限度額(担保評価)の上限まで借り入れてしまうと、さらに資金調達が必要になった場面で打つ手がなくなってしまいます。
親族に助けを求める、生活保護等の公的援助を受ける等で対応することもできますが、この場合まずは生活を見直すことが先決です。

リバースモーゲージは低金利かつ月々の元本返済が不要であるため、ついつい借りすぎや無駄な浪費を招く危険性があります。
リバースモーゲージは補助金や助成金ではなく、あくまでも自己財産を活用した不動産担保ローンの一種です。
利用後は適切に自己資金を管理し、長生きや万が一の医療費等に備えるなど、限度額に達するリスクを極限まで抑えるよう資金マネジメントしてください。

その他注意点及びリスク

不動産とリスクの文字

前述した「利用するうえで知っておきたい注意点」のほか、費用や起こり得るリスクについても解説していきたいと思います。
具体的には以下の点に最低限注意する必要があります。

初期費用がかかる

リバースモーゲージは、あらかじめ申し込みをしておくことで、いざという時にすぐに借入を行うことが可能です。
言わば保険のような役割を果たしており、事前に申し込みだけ済ませておくという方も多いのですが、リバースモーゲージは10万円前後の初期費用がかかります。
「申し込みだけ」で終わってしまった場合、当該費用は無駄になっていまいますので注意が必要です。

見直しによる限度額の低下

公的機関・民間によって頻度は異なりますが、両者ともに定期的に不動産評価の見直しを行うため、地価の変動に応じて限度額が減額されることがあります。

金利上昇リスク

リバースモーゲージは原則として変動金利となっておりますので、金利が上昇する可能性は十分に考えられます。
特に、当該商品は長期的な返済となるのが一般的ですので、10年以上先の金利上昇をにらんだ上で借入計画を立てる必要があります。

手間がかかる

相談、不動産担保評価、契約などを経て借入する流れになります。
一般的な不動産担保ローン以上に契約時の手間が増えるケースがありますので、時間的な余裕をもった上で申し込むようにしてください。

周囲に知られてしまう可能性

不動産の評価額鑑定のため、金融機関や不動産鑑定士が当該不動産へ訪問する機会が増えます。
そのため、近所の人や親族等に知られる可能性が高くなり「お金に困って借金している」とあらぬ噂を立てられてしまう恐れがあります。
リバースモーゲージの需要が高まってはいるものの、世間からの認知度は未だ低く、「借金の一種」として捉えられることが多いのです。

時間をかけて検討しましょう

パソコンで説明する女性

リバースモーゲージは御覧の通り、意外にも注意点が多いです。
そのため、金融機関や社会福祉協議会、親族、推定相続人などとよく相談をしたうえで利用を検討する必要があります。
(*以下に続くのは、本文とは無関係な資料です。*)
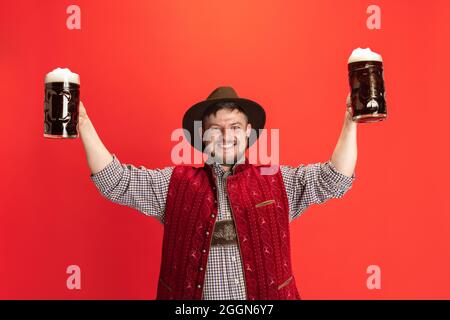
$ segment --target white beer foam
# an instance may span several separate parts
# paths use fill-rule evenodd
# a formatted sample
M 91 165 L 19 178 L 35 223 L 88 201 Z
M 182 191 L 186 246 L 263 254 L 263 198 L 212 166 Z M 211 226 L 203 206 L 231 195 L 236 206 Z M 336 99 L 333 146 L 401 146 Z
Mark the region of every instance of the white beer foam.
M 48 82 L 71 82 L 80 84 L 80 76 L 68 68 L 56 68 L 45 76 L 45 83 Z
M 348 58 L 348 63 L 358 61 L 380 61 L 383 62 L 381 55 L 373 52 L 370 48 L 357 48 L 353 50 L 352 54 Z

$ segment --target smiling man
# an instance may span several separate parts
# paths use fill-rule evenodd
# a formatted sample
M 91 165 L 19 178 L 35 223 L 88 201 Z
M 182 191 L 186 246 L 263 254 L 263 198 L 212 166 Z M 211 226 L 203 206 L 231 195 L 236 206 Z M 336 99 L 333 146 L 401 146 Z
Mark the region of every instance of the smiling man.
M 80 134 L 98 190 L 164 225 L 157 299 L 300 299 L 289 223 L 352 187 L 356 123 L 347 107 L 330 160 L 281 165 L 267 175 L 245 157 L 256 141 L 252 129 L 257 138 L 265 120 L 258 103 L 219 87 L 183 118 L 191 144 L 204 142 L 204 166 L 136 168 L 109 153 L 80 103 Z

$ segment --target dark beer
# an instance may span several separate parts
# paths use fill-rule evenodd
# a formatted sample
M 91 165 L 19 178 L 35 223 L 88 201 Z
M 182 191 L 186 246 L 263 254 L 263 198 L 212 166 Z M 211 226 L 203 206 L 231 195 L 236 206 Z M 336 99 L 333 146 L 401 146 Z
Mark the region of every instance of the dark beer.
M 353 121 L 378 122 L 387 117 L 383 59 L 367 49 L 355 49 L 348 59 Z
M 44 137 L 78 138 L 80 77 L 57 68 L 45 76 Z

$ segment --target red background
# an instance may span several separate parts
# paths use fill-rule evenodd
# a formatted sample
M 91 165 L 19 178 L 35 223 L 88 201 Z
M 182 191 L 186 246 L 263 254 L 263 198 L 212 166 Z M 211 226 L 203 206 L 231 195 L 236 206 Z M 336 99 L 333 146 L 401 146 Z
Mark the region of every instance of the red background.
M 66 8 L 81 8 L 81 30 Z M 366 27 L 369 5 L 381 30 Z M 0 298 L 154 299 L 162 225 L 103 198 L 80 139 L 43 137 L 43 78 L 69 67 L 123 163 L 171 165 L 172 130 L 217 86 L 267 110 L 281 162 L 331 157 L 347 58 L 384 58 L 388 120 L 358 125 L 357 179 L 291 225 L 304 299 L 450 298 L 448 1 L 2 1 Z M 82 289 L 66 288 L 67 266 Z M 380 290 L 366 286 L 381 268 Z

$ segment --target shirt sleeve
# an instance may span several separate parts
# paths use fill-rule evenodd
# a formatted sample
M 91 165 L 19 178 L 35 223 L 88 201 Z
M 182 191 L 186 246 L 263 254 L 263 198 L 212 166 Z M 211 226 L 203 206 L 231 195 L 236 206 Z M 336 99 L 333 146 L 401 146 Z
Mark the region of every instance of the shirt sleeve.
M 122 164 L 115 154 L 101 171 L 91 174 L 98 191 L 112 202 L 129 206 L 158 218 L 164 224 L 164 210 L 174 167 L 139 168 Z
M 355 173 L 348 177 L 336 170 L 331 160 L 298 167 L 280 166 L 289 201 L 290 221 L 311 204 L 341 198 L 353 185 Z

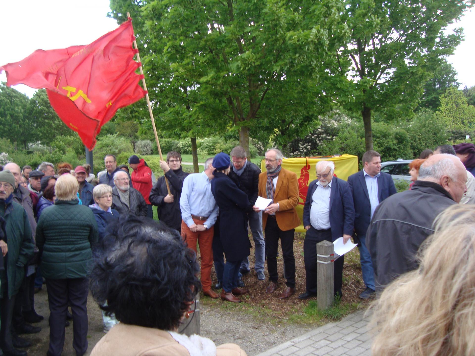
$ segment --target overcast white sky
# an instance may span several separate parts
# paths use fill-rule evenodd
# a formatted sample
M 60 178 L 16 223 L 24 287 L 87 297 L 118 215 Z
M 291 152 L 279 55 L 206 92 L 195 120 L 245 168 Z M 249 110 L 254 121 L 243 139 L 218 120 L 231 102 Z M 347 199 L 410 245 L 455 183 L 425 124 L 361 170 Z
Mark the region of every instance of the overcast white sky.
M 87 45 L 117 27 L 106 17 L 109 0 L 16 0 L 3 1 L 0 21 L 2 48 L 0 66 L 18 62 L 37 49 L 54 49 Z M 463 27 L 465 41 L 448 60 L 458 74 L 460 87 L 475 85 L 475 10 L 452 27 Z M 5 72 L 0 81 L 6 82 Z M 19 84 L 13 87 L 32 96 L 36 91 Z

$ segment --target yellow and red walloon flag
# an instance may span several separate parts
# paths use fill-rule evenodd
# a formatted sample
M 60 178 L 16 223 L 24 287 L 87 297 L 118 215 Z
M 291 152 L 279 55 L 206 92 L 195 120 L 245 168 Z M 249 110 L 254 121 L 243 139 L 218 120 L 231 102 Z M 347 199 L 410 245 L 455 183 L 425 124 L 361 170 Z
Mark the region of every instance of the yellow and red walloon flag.
M 86 46 L 38 49 L 19 62 L 0 67 L 9 86 L 23 84 L 47 89 L 51 106 L 61 119 L 92 150 L 102 126 L 117 109 L 143 97 L 139 85 L 141 65 L 129 19 Z

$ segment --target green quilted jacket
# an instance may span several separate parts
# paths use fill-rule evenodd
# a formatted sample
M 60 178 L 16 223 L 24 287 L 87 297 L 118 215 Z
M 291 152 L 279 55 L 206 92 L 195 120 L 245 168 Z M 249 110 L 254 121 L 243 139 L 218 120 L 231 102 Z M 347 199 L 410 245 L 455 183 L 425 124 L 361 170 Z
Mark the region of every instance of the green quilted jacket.
M 42 253 L 41 272 L 45 278 L 84 278 L 89 274 L 97 224 L 90 208 L 78 202 L 57 200 L 41 213 L 36 244 Z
また、事前準備が必要なので、スピードを重視した際の資金調達にはマッチしません。
注意点やデメリットを理解した上で、ひとつずつ相談しながら注意点を解決していき、最終的に利用するか否かを判断しましょう。

リバースモーゲージは審査や手続に時間が掛かるというデメリットもありますので、将来の備えとして同ローンを検討している場合は、早めに情報収集から始めることをおすすめいたします。